The COVID-19 pandemic poses serious public health challenges to nations worldwide. During the COVID-19 pandemic, frequent use of social media can contribute to the spread of hate speech. Hate speech on the web can have a negative impact on society, and hate speech may have a direct correlation with real hate crimes, which increases the threat associated with being targeted by hate speech and abusive language. This study is the first to analyze hate speech in the context of Arabic COVID-19-related tweets in the Arab region.

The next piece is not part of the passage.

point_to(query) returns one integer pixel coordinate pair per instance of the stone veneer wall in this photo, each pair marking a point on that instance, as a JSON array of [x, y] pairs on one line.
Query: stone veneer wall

社交媒体平台的大规模需要自动解决方案来检测仇恨言论。这些自动解决方案将有助于减少对内容的手动分析的需求。大多数先前的文献将仇恨言论检测问题视为使用经典机器学习方法或最近的深度学习方法的监督文本分类任务。然而,与已发表的关于英语文本的工作相比,在阿拉伯网络空间调查这一问题的工作仍然有限。
本研究旨在识别与阿拉伯地区推特用户发布的与 COVID-19 相关的仇恨言论,并发现仇恨言论中讨论的主要问题。
我们使用了 ArCOV-19 数据集,这是一个从 2020 年 1 月 27 日开始收集的与 COVID-19 相关的阿拉伯推文的持续数据集。使用预先训练的卷积神经网络(CNN)模型对推文进行仇恨言论分析;每个推文的得分在 0 到 1 之间,1 表示最具仇恨性的文本。我们还使用非负矩阵分解来发现仇恨推文中讨论的主要问题和主题。
对阿拉伯地区推特数据中的仇恨言论分析表明,非仇恨推文的数量大大超过仇恨推文的数量,在与 COVID-19 相关的推文中,仇恨推文的比例为 3.2%(11743/547554)。分析还显示,大多数仇恨推文(8385/11743,71.4%)基于 CNN 提供的分数,其仇恨程度较低。本研究确定沙特阿拉伯是阿拉伯国家中 COVID-19 仇恨推文数量最多的国家。此外,我们表明,在 2020 年 3 月 1 日至 30 日期间,出现了最多的仇恨推文,占所有仇恨推文的 51.9%(6095/11743)。与预期相反,在阿拉伯地区,根据 Pearson 相关系数(r=0.1982,P=.50),发现推特上与 COVID-19 相关的仇恨言论传播与大流行的传播关系较弱。该研究还确定了大流行期间仇恨推文中讨论的常见主题。对提取的 7 个主题的分析表明,7 个已识别主题中有 6 个与针对中国和伊朗的仇恨言论有关。阿拉伯用户还讨论了 COVID-19 期间阿拉伯地区政治冲突的相关主题。
COVID-19 大流行对世界各国的公共卫生构成了严重挑战。在 COVID-19 大流行期间,频繁使用社交媒体可能会导致仇恨言论的传播。网络仇恨言论会对社会产生负面影响,仇恨言论可能与真实的仇恨犯罪直接相关,这增加了仇恨言论和辱骂性语言的目标受到攻击的威胁。本研究是首次分析阿拉伯地区与阿拉伯 COVID-19 相关的推文的背景下的仇恨言论。